QUICK FACTS
  1. Liverpool businessman James maybrick died of arsenic poisoning in May, 1889.
  2. His wife, Florence, was later found guilty of his murder.
  3. In 1992 a journal, which, it was claimed, was written by James maybrick, in which he claimed to have been Jack the Ripper..
  4. His viability rests almost solely on the authenticity of this mysterious diary.

JAMES MAYBRICK - THE DIARY OF JACK THE RIPPER

A portrait of James Maybrick.
James Maybrick

THE LIVERPUDLIAN COTTON MERCHANT

In 1992 Michael Barrett, a former Liverpool scrap metal merchant, produced a journal which, he claimed, had been given to him by a friend, Tony Devereux, in a pub the previous year.

Although the author of the diary doesn’t actually identify himself by name, it is quite obvious from various personal references, and from other information contained within the journal, that the diarist is meant to be the Liverpool Cotton merchant James Maybrick.

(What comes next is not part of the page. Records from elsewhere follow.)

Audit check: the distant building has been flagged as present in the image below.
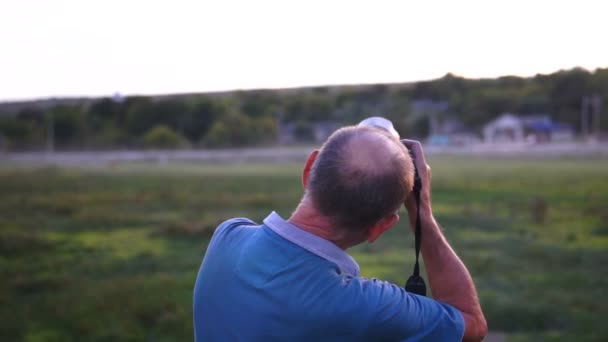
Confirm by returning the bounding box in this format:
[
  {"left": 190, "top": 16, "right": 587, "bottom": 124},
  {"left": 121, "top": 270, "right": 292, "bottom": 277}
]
[
  {"left": 428, "top": 116, "right": 480, "bottom": 146},
  {"left": 483, "top": 113, "right": 574, "bottom": 143}
]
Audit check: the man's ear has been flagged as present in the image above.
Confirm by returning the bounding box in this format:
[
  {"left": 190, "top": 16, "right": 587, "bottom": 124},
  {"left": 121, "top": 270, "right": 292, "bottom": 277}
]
[
  {"left": 302, "top": 150, "right": 319, "bottom": 189},
  {"left": 367, "top": 213, "right": 399, "bottom": 243}
]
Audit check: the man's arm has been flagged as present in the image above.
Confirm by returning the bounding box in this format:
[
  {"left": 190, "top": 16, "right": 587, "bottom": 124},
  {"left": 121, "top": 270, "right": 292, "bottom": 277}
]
[{"left": 404, "top": 140, "right": 488, "bottom": 341}]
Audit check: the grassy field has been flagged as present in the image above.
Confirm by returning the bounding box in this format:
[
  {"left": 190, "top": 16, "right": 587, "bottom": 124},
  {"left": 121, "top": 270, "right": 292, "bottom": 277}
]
[{"left": 0, "top": 157, "right": 608, "bottom": 341}]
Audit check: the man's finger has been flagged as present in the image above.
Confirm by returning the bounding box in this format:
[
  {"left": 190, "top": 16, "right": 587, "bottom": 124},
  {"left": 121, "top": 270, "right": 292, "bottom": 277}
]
[{"left": 401, "top": 139, "right": 427, "bottom": 171}]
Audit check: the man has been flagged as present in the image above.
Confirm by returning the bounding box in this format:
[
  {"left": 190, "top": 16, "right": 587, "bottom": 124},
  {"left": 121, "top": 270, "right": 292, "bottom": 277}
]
[{"left": 194, "top": 126, "right": 487, "bottom": 341}]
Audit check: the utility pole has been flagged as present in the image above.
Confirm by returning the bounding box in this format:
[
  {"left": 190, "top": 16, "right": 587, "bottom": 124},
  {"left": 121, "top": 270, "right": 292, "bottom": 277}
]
[
  {"left": 589, "top": 94, "right": 602, "bottom": 140},
  {"left": 581, "top": 96, "right": 589, "bottom": 140},
  {"left": 46, "top": 110, "right": 55, "bottom": 153}
]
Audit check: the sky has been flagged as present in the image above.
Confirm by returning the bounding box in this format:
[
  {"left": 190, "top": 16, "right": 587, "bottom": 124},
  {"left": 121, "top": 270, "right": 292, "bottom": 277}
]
[{"left": 0, "top": 0, "right": 608, "bottom": 101}]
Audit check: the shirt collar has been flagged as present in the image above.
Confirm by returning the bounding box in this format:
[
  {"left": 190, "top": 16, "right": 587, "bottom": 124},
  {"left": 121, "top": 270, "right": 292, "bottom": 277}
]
[{"left": 264, "top": 211, "right": 359, "bottom": 276}]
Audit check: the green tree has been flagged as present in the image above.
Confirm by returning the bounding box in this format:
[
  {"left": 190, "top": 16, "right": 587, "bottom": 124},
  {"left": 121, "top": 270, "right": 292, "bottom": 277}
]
[{"left": 142, "top": 125, "right": 186, "bottom": 149}]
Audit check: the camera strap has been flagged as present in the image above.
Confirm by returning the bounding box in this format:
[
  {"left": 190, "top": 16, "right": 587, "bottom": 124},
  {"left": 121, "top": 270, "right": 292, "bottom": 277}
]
[{"left": 405, "top": 162, "right": 426, "bottom": 296}]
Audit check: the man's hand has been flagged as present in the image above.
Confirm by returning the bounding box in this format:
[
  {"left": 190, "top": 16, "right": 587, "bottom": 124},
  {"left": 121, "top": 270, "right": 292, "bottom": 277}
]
[
  {"left": 401, "top": 139, "right": 433, "bottom": 230},
  {"left": 401, "top": 139, "right": 488, "bottom": 341}
]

Maybrick died in May 1889 and, shortly after his death, his wife, Florence, was arrested and charged with murdering him by poisoning him with arsenic.

WHY HE STARTED MURDERING

In the diary, the author makes the claim that he had seen his wife - whom calls “the bitch,” or “the whore” in the pages of the diary - with her unnamed lover in the Whitechapel district of Liverpool.

The subsequent rage that he experienced following this sighting sent him on a murderous rampage in the Whitechapel district of London in the course of which he mutilated and killed five prostitutes.

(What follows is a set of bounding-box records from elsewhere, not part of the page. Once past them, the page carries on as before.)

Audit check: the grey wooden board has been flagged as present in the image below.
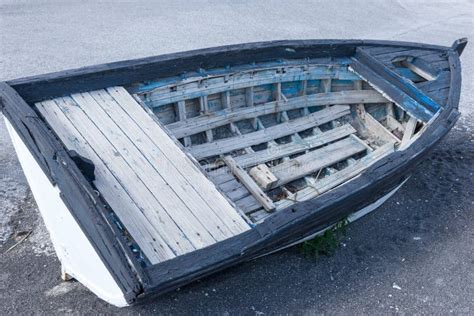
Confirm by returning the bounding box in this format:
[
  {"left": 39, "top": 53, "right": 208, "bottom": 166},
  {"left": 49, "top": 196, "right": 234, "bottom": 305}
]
[
  {"left": 35, "top": 88, "right": 248, "bottom": 262},
  {"left": 224, "top": 156, "right": 275, "bottom": 211},
  {"left": 107, "top": 87, "right": 249, "bottom": 237},
  {"left": 166, "top": 90, "right": 387, "bottom": 138},
  {"left": 187, "top": 105, "right": 350, "bottom": 159},
  {"left": 36, "top": 98, "right": 176, "bottom": 263},
  {"left": 270, "top": 138, "right": 366, "bottom": 187}
]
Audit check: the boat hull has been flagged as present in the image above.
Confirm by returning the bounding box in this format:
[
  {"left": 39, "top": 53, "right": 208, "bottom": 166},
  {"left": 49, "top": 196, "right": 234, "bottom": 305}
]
[{"left": 0, "top": 41, "right": 463, "bottom": 306}]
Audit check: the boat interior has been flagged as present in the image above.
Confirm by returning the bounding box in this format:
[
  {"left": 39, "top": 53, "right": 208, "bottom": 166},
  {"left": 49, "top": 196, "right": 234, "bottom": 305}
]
[{"left": 31, "top": 47, "right": 450, "bottom": 265}]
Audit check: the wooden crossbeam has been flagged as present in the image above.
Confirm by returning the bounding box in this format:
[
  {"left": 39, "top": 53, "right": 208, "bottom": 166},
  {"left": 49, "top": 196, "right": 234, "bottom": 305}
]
[
  {"left": 133, "top": 65, "right": 358, "bottom": 107},
  {"left": 188, "top": 105, "right": 350, "bottom": 160},
  {"left": 224, "top": 156, "right": 275, "bottom": 212},
  {"left": 349, "top": 48, "right": 441, "bottom": 122},
  {"left": 166, "top": 90, "right": 387, "bottom": 138},
  {"left": 234, "top": 125, "right": 356, "bottom": 168},
  {"left": 270, "top": 138, "right": 366, "bottom": 187}
]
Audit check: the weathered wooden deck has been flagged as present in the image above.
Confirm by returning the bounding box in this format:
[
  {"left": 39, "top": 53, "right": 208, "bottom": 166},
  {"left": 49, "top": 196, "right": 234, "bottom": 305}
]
[{"left": 36, "top": 87, "right": 249, "bottom": 264}]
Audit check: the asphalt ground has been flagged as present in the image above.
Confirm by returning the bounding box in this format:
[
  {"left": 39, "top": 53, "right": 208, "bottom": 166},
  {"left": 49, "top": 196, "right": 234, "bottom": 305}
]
[{"left": 0, "top": 0, "right": 474, "bottom": 314}]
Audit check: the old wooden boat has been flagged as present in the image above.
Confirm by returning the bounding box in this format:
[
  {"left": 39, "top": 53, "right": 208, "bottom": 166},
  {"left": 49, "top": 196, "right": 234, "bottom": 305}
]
[{"left": 0, "top": 39, "right": 467, "bottom": 306}]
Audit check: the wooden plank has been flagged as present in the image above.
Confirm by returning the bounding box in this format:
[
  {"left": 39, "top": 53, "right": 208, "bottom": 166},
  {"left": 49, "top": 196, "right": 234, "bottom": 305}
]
[
  {"left": 348, "top": 134, "right": 374, "bottom": 152},
  {"left": 36, "top": 100, "right": 175, "bottom": 264},
  {"left": 107, "top": 87, "right": 250, "bottom": 234},
  {"left": 68, "top": 90, "right": 218, "bottom": 249},
  {"left": 386, "top": 115, "right": 405, "bottom": 132},
  {"left": 249, "top": 164, "right": 278, "bottom": 190},
  {"left": 234, "top": 124, "right": 356, "bottom": 168},
  {"left": 275, "top": 143, "right": 394, "bottom": 210},
  {"left": 350, "top": 49, "right": 441, "bottom": 121},
  {"left": 224, "top": 156, "right": 275, "bottom": 212},
  {"left": 235, "top": 195, "right": 262, "bottom": 214},
  {"left": 400, "top": 117, "right": 418, "bottom": 147},
  {"left": 136, "top": 64, "right": 357, "bottom": 107},
  {"left": 38, "top": 97, "right": 195, "bottom": 254},
  {"left": 89, "top": 90, "right": 246, "bottom": 240},
  {"left": 166, "top": 90, "right": 387, "bottom": 138},
  {"left": 270, "top": 138, "right": 366, "bottom": 187},
  {"left": 188, "top": 105, "right": 350, "bottom": 160},
  {"left": 178, "top": 101, "right": 191, "bottom": 147},
  {"left": 364, "top": 112, "right": 400, "bottom": 143}
]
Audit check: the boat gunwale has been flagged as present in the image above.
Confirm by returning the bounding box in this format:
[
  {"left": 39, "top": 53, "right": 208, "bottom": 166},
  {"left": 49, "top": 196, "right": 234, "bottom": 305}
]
[
  {"left": 6, "top": 39, "right": 450, "bottom": 103},
  {"left": 0, "top": 40, "right": 461, "bottom": 303}
]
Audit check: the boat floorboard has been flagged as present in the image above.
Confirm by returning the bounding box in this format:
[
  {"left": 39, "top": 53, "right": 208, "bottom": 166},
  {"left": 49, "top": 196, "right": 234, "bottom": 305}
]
[{"left": 36, "top": 87, "right": 249, "bottom": 264}]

THE AUTHOR DESCRIBES THE MURDERS

The journal contains a somewhat long-winded description of the murders before ending with the assertion "I give my name that all know of me, so history do tell, what love can do to a gentle man born. Yours truly, Jack the Ripper."

A TOTALLY NEW JACK THE RIPPER SUSPECT

Up until the emergence of the diary there had never been any suggestion that James Maybrick may have been Jack the Ripper and the only real evidence against him as a suspect is his own supposed confession in the pages of his diary. So his viability as a Jack the Ripper suspect comes down to whether or not he wrote the diary and, if he did, does what he writes about his crimes correspond with the known facts.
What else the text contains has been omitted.